The latest Residential Construction report from the Census Bureau showed a sharp rebound in July, with overall housing starts climbing 5.2% to a 1.428 million annual pace. Multifamily activity led the way, jumping to 470k—its highest level since May 2023—while single-family starts rose 2.8% to 939k. At the same time, permits slipped to 1.354 million, marking the lowest level in five years and underscoring a clear split between current activity and the forward-looking pipeline. The surge in multifamily starts fully reversed June’s decline and drove the bulk of July’s improvement in total starts. Single-family activity also improved modestly but remains well below earlier peaks. Completions were somewhat higher, but the more meaningful takeaway lies in the growing gap between permits and starts.
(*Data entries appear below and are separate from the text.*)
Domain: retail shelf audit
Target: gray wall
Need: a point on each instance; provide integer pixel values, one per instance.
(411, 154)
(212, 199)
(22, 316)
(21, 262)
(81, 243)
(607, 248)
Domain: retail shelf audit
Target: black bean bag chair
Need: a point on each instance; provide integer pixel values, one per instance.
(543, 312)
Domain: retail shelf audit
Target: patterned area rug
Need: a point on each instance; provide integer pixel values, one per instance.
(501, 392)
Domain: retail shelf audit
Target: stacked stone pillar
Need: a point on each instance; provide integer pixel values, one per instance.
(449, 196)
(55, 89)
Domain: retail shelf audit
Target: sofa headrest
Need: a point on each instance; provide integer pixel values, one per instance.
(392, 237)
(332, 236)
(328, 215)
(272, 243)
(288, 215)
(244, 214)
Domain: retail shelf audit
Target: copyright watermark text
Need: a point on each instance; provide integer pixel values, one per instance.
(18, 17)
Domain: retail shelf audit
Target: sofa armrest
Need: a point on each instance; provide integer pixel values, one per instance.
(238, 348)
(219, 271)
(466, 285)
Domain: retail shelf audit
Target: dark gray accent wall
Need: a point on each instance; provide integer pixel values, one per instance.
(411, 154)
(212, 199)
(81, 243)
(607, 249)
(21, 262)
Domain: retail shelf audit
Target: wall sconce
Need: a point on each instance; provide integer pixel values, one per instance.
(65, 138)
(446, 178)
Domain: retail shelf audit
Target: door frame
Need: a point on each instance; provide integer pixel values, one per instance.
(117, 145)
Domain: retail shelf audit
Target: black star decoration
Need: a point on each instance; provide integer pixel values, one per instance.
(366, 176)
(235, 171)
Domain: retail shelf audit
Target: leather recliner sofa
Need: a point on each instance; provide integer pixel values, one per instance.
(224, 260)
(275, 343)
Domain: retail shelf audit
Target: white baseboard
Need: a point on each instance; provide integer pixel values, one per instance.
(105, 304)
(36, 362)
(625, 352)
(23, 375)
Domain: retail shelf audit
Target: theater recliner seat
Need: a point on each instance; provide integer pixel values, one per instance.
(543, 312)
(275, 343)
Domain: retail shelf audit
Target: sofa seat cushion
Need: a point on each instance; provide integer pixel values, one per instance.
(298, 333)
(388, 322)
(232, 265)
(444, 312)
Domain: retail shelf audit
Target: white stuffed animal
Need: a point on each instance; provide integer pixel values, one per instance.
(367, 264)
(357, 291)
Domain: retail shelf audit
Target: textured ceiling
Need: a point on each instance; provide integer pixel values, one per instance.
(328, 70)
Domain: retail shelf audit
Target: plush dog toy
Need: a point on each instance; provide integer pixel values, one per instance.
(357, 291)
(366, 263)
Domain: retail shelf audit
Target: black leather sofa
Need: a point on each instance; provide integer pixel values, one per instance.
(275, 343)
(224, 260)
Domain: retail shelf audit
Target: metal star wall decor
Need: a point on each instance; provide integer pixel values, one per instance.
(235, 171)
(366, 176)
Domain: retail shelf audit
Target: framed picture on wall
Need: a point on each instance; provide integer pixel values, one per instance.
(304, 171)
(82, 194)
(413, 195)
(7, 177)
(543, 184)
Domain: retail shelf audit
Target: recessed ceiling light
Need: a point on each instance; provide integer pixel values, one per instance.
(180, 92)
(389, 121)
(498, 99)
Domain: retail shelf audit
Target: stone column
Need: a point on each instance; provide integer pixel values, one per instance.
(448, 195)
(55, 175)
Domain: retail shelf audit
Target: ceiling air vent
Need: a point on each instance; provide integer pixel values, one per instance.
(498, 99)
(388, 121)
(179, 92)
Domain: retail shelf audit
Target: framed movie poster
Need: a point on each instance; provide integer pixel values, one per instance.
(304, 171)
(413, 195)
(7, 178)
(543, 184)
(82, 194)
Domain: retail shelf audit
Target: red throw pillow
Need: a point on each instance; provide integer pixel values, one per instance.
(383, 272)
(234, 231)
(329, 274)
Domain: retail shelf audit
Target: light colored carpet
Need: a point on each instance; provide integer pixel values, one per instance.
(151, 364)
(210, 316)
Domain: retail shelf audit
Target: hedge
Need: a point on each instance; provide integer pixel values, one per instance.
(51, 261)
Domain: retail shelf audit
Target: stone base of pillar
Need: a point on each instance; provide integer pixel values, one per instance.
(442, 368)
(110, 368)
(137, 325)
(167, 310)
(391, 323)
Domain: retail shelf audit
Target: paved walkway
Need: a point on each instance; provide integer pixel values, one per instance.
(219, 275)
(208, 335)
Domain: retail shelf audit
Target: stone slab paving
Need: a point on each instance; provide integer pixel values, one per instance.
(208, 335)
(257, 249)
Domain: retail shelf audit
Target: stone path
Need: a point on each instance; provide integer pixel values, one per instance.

Permits, by contrast, have been much more even-keeled—showing none of the sharp swings seen in housing starts. The steady decline in total permits—now at a five-year low—suggests builders remain cautious despite the recent rebound in activity. Single-family permits edged up 0.5% to 870k, but that gain was not enough to offset weakness in multifamily approvals. While July’s data highlights both the volatility of housing starts and the outsized role of multifamily construction, the deeper story is the widening divergence between starts and permits—pointing to persistent affordability issues, elevated mortgage rates, and lingering builder uncertainty about demand ahead.